It was one of those things I always wanted to do, something my mind couldn't wrap itself around because of the distant impression it formed on me; something everyone talked about and spread so-called awareness on but mostly failed to make an impact on our thought processes: poverty.

It was time. I called up my friend and headed for the Rail-station. Through rough planning and deep fervor we decided it was time. We were going to teach the homeless children there.

The entire place sent chills down my back. There were people, some merely wearing a shirt, dispersed in different platforms, shivering and staring with longing eyes, as I averted mine with shame. Yes, I felt shame. I was ashamed of how ignorant I could've dared to have been all these years.

Some almost looked inanimate as they lay on the side of the rail tracks while little kids of three trotted around them barefoot.
It took me a minute to gather the valor to ask one of the children there if he wanted to join Lucio Bhai and us for a few hours of studying. Some said 'no' while others' faces lit up by the sound of his name. He was the man who started this initiative; a man so dedicated that he even took to living in the slums to help street kids. His very presence was humbling. Soon enough we brought back almost fifteen streets kids to our little school, some skipping about hand in hand.

There was this one child, not more than seven years old, who really caught my eye. There was a spark in him that I only saw in my Dad: a thirst for knowledge. Every time I spoke about an interesting topic, he'd look up with such deep concentration that it was hard for me to stop speaking. He'd go on to tell me how he loved going to school and how the English language really fascinated him; and his favourite days were the ones when the teacher would read out a passage from a storybook. Eventually the inevitable happened: his parents pulled him out of school because they were short of money. Now he was going to start a job as a helper of a pick-up truck. I tried to talk him out of it, but I was lost of words. What would I have said?

His own best friend died because of a pick-up truck accident. What shocked me was how impassively he said it. Like it happened everyday. What I did not understand then, was that it did. Little kids of seven and eight become drug addicts and take up dangerous jobs. Their parents don't give them proper guidance and they fall out of school. The consequences of failing to understand the importance of education become profound. So much so that it makes me wonder if we live in two entirely different countries. Us and them. When did this gap form? Were we so caught up with our desires that we forgot about our own people, the same people whose fathers fought for our very freedom, side by side ours?

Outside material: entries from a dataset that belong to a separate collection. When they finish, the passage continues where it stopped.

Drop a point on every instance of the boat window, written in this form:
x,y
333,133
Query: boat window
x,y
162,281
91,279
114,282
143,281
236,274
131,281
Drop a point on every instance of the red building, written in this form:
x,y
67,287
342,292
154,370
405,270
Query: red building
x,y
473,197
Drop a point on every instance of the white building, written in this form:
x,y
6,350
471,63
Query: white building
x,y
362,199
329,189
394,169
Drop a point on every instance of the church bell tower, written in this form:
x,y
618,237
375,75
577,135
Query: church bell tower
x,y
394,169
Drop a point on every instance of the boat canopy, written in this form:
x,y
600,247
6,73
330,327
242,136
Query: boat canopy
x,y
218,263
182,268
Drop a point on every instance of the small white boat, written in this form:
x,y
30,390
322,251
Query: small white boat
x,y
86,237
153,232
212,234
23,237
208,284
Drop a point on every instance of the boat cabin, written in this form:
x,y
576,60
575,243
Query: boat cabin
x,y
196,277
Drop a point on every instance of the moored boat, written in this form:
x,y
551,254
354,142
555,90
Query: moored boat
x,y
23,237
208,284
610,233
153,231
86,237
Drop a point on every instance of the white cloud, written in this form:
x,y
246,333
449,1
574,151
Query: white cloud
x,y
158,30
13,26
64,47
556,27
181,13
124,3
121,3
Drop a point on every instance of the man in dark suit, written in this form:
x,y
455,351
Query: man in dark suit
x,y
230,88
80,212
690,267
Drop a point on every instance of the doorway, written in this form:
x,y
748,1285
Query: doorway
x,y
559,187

The saddest part was how none of them knew how important education really is. How they can escape the viciousness of poverty if they could just stay in school. And how exciting acquiring knowledge is! As I sat beside that boy, I wanted to shake him by the shoulders and scream "wake up!"

I know one thing though. I know how thrilling a single novel can be, and how it can make you shed tears and forget time. I know if they got a taste of the beauty of reading and creating magical worlds with your own words, they'd be amazed. That single thirst for knowledge would've created the power to put warm slippers under their feet, a life that wouldn't be scarred by cruelty. And that, will be my cause; my sole reason to go back to that desolate rail station and help children like Shajib and Nupur to understand that life does not conform to pulling luggages for passengers or losing yourself to nasty drugs.

Education will change everything. And if no one strives to help these kids around me,
I promise I will.

dumi 1 / 6,928 1592  
Jan 19, 2014   #2
I was ashamed of how ignorant I could'vecould have dared to have been all these years.

I feel you should combine these two paras. It seems you have too many small paras in this essay.

.... put them all together. Start a new para only when you start a different idea. Otherwise the reader would find it a bit distracting and would not be able to pay attention to what you want to emphasize more.

Good writing. What is the purpose of writing this?